After much research, the current state of research suggests estimates of the heredity of Intelligence are in the vicinity of 50 to 80%. Current thinking suggests that genetics interacts with environment in terms of Genes x Environment rather than Genes + Environment. The interaction leads to genetic expression in terms of proteins and amino acids and others, which influence the outcome.

In another example of how science can go wrong (there are many examples), the book published in 1995, the Bell Curve by Harvard Psychologist Richard J. Hernstein and American Enterprise Institute political science researcher Henry Murray suggested that genetics contribute to far more than one would expect. Including African Americans are less intelligent than white people because of genetic differences. This smells a lot like Eugenics to me. This generated a lot of controversy and seems rather questionable. Another book from other scientists was published to refute those findings “Intelligence, Genes, and Success: Scientists Respond to THE BELL CURVE (Statistics for Social Science and Public Policy)” Edited By: Bernie Devlin, Stephen E. Fienberg, Daniel P. Resnick, and Kathryn Roeder. The American Psychological Association formed a task force and developed their official statement on the matter arguing that race, gender are  not correlated to intelligence, but intelligence is related to many factors and influences.

Multiple Intelligences: The Theory in Pracice–A reader

Multiple Intelligences: The Theory in Pracice–A reader, By Howard Gardner, published by Basic Books, 1993.

Howard Gardener developed a multiple intelligences theory that argues that their are multiple intelligences, not just the core that most IQ tests measure. He argues that intelligence is more about developed potential and learned by practice and learning, not just something that one is born with that is just there. He is an author that poses an alternative perspective, and suggested that gifted is just about children, as adults grow, it’s more about developed potential. His work has strongly influenced educational reform where it has a lot of promise focusing on developing and helpign students learn and develop their potential, which is useful for all. He does not really account for the problems that gifted and talented people face, especially the emotional and social. In some ways he poses the alternative to the Dabrowski view of multiple overexcitabilities, which are hard wired which accounts for both potential and challenges gifted people face.

Emotional Intelligence: Why it can matter more than IQ

Emotional Intelligence: Why it can matter more than IQ, by Daniel goleman, Published by Bantam, 1995.

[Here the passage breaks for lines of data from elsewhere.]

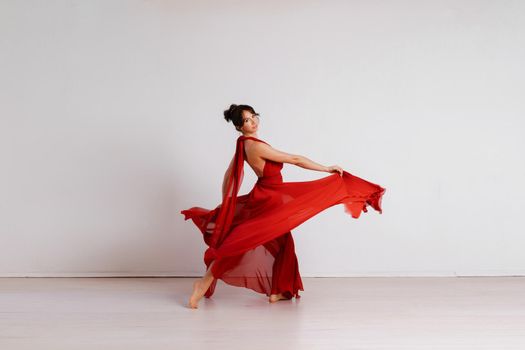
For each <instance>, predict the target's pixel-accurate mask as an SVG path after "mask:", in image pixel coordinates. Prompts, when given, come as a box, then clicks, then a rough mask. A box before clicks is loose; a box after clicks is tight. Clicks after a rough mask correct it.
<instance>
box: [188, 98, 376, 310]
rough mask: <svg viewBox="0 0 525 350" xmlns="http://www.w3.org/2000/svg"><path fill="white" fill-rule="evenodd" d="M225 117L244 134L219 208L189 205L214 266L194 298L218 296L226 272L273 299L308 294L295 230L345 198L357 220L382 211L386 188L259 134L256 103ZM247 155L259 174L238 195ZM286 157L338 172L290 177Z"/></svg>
mask: <svg viewBox="0 0 525 350" xmlns="http://www.w3.org/2000/svg"><path fill="white" fill-rule="evenodd" d="M224 118H225V119H226V121H228V122H229V121H232V123H233V124H234V126H235V128H236V130H238V131H239V132H241V133H242V135H240V136H239V137H238V138H237V143H236V149H235V154H234V156H233V158H232V160H231V162H230V165H229V167H228V169H227V170H226V173H225V174H224V180H223V186H222V203H221V204H219V205H218V206H217V207H216V208H215V209H211V210H210V209H205V208H201V207H192V208H190V209H187V210H182V211H181V214H183V215H184V220H188V219H192V221H193V223H194V224H195V225H196V226H197V228H198V229H199V230H200V231H201V233H202V234H203V239H204V242H205V243H206V245H207V246H208V248H207V249H206V251H205V253H204V263H205V265H206V267H207V271H206V273H205V275H204V276H203V277H202V278H200V279H198V280H197V281H195V282H194V283H193V292H192V294H191V296H190V298H189V301H188V305H189V307H190V308H194V309H196V308H198V302H199V300H200V299H201V298H202V297H203V296H206V297H207V298H209V297H211V296H212V295H213V293H214V291H215V286H216V284H217V280H218V279H221V280H222V281H224V282H225V283H227V284H229V285H232V286H239V287H245V288H249V289H252V290H254V291H256V292H258V293H262V294H265V295H266V296H267V297H269V299H268V301H269V302H270V303H274V302H276V301H279V300H290V299H292V298H293V297H295V298H300V295H299V290H302V291H304V289H303V284H302V280H301V276H300V273H299V265H298V260H297V256H296V254H295V247H294V241H293V237H292V234H291V230H292V229H293V228H295V227H297V226H299V225H300V224H301V223H303V222H305V221H306V220H308V219H309V218H311V217H312V216H314V215H316V214H318V213H319V212H321V211H323V210H324V209H327V208H329V207H331V206H333V205H336V204H343V205H344V208H345V212H346V213H348V214H350V215H352V217H353V218H355V219H357V218H359V216H360V214H361V212H362V211H363V212H367V206H371V207H372V208H374V209H375V210H376V211H378V212H379V213H382V209H381V199H382V196H383V194H384V193H385V191H386V189H384V188H383V187H381V186H379V185H376V184H374V183H371V182H368V181H366V180H364V179H361V178H359V177H357V176H355V175H352V174H350V173H349V172H347V171H345V170H343V169H342V168H341V167H340V166H338V165H332V166H324V165H321V164H318V163H316V162H314V161H312V160H310V159H308V158H307V157H305V156H302V155H296V154H289V153H286V152H282V151H279V150H277V149H275V148H273V147H272V146H271V145H270V144H268V143H267V142H265V141H263V140H261V139H259V137H258V135H257V131H258V129H259V125H260V118H259V114H258V113H256V112H255V110H254V109H253V108H252V107H251V106H249V105H236V104H232V105H231V106H230V108H229V109H228V110H225V111H224ZM244 161H246V162H247V163H248V165H249V166H250V167H251V168H252V170H253V171H254V172H255V174H256V175H257V177H258V179H257V182H256V183H255V185H254V186H253V188H252V190H251V191H250V192H249V193H247V194H244V195H240V196H238V195H237V194H238V191H239V188H240V186H241V183H242V179H243V175H244V170H243V168H244ZM283 163H288V164H293V165H296V166H299V167H302V168H305V169H309V170H314V171H322V172H328V173H331V174H330V175H327V176H325V177H323V178H321V179H317V180H313V181H301V182H283V178H282V176H281V169H282V167H283Z"/></svg>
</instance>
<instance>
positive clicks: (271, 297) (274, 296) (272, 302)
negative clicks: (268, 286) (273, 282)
mask: <svg viewBox="0 0 525 350" xmlns="http://www.w3.org/2000/svg"><path fill="white" fill-rule="evenodd" d="M279 300H288V298H286V297H284V296H283V294H282V293H279V294H272V295H270V299H269V301H270V303H275V302H276V301H279Z"/></svg>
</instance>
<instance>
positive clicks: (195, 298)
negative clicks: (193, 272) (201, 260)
mask: <svg viewBox="0 0 525 350" xmlns="http://www.w3.org/2000/svg"><path fill="white" fill-rule="evenodd" d="M205 293H206V290H205V289H204V286H203V281H202V279H198V280H196V281H195V282H193V293H192V294H191V296H190V300H189V302H188V305H189V306H190V308H192V309H197V308H198V307H199V306H198V305H199V300H200V299H201V298H202V297H203V296H204V294H205Z"/></svg>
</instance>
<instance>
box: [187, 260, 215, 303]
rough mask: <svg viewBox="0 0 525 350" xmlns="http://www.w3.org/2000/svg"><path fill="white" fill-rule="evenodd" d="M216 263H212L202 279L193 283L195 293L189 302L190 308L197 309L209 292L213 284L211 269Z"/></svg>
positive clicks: (211, 263)
mask: <svg viewBox="0 0 525 350" xmlns="http://www.w3.org/2000/svg"><path fill="white" fill-rule="evenodd" d="M214 263H215V260H214V261H212V263H211V264H210V266H209V267H208V270H207V271H206V273H205V274H204V276H203V277H202V278H199V279H198V280H196V281H195V282H193V293H192V294H191V296H190V300H189V302H188V304H189V306H190V308H192V309H197V308H198V305H199V300H200V299H201V298H202V297H203V296H204V294H205V293H206V291H207V290H208V287H209V286H210V285H211V283H212V282H213V279H214V277H213V274H212V273H211V267H212V266H213V264H214Z"/></svg>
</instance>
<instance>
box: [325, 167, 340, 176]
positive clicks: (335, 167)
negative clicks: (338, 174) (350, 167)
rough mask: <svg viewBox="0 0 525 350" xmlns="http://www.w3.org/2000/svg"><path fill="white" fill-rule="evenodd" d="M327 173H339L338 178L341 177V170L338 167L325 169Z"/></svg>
mask: <svg viewBox="0 0 525 350" xmlns="http://www.w3.org/2000/svg"><path fill="white" fill-rule="evenodd" d="M327 172H328V173H335V172H337V173H339V175H340V176H343V168H341V167H340V166H339V165H332V166H329V167H327Z"/></svg>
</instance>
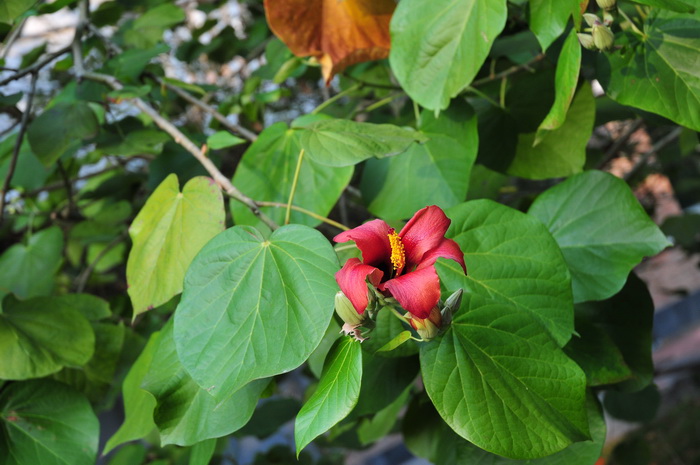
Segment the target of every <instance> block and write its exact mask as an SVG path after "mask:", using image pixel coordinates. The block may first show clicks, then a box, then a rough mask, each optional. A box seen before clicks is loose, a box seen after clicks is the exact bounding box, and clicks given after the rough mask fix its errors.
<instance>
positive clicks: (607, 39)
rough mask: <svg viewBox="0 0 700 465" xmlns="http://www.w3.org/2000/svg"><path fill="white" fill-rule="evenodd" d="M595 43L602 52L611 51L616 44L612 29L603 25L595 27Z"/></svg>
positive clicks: (601, 24) (594, 38)
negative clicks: (606, 50)
mask: <svg viewBox="0 0 700 465" xmlns="http://www.w3.org/2000/svg"><path fill="white" fill-rule="evenodd" d="M592 35H593V43H594V44H595V46H596V48H597V49H598V50H601V51H605V50H610V49H611V48H612V46H613V43H614V42H615V36H614V35H613V33H612V31H611V30H610V28H608V27H606V26H603V25H602V24H601V25H595V26H593V33H592Z"/></svg>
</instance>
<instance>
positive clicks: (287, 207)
mask: <svg viewBox="0 0 700 465" xmlns="http://www.w3.org/2000/svg"><path fill="white" fill-rule="evenodd" d="M303 160H304V149H301V151H300V152H299V158H297V167H296V169H295V170H294V179H293V180H292V188H291V190H290V191H289V201H287V212H286V213H285V214H284V224H289V218H290V217H291V216H292V201H293V200H294V194H295V193H296V191H297V183H298V182H299V172H300V171H301V162H302V161H303Z"/></svg>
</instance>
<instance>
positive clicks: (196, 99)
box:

Daniel Goleman makes the arguement that understanding how emotions work and knowing about how things play out with others is an important skill, and it may be more important than just IQ. Some gifted and talented people can have difficulty relating to other people, escpecially those more normal. Goleman backs his arguments by research, and argues that increasing this type of skill or intelligence in people can solve many problems in our socidety. The book comes from an scientific basis including research in neuroscience and understanding how the brain works and how emotions and memory. Other arguments made include the costs of not learning about our emotions like depression, drug and alcohol abuse, domestic violence, prejudice, etc. This book has limitations, he could go further and talk further about how to use this information more and applying it and steps to do so.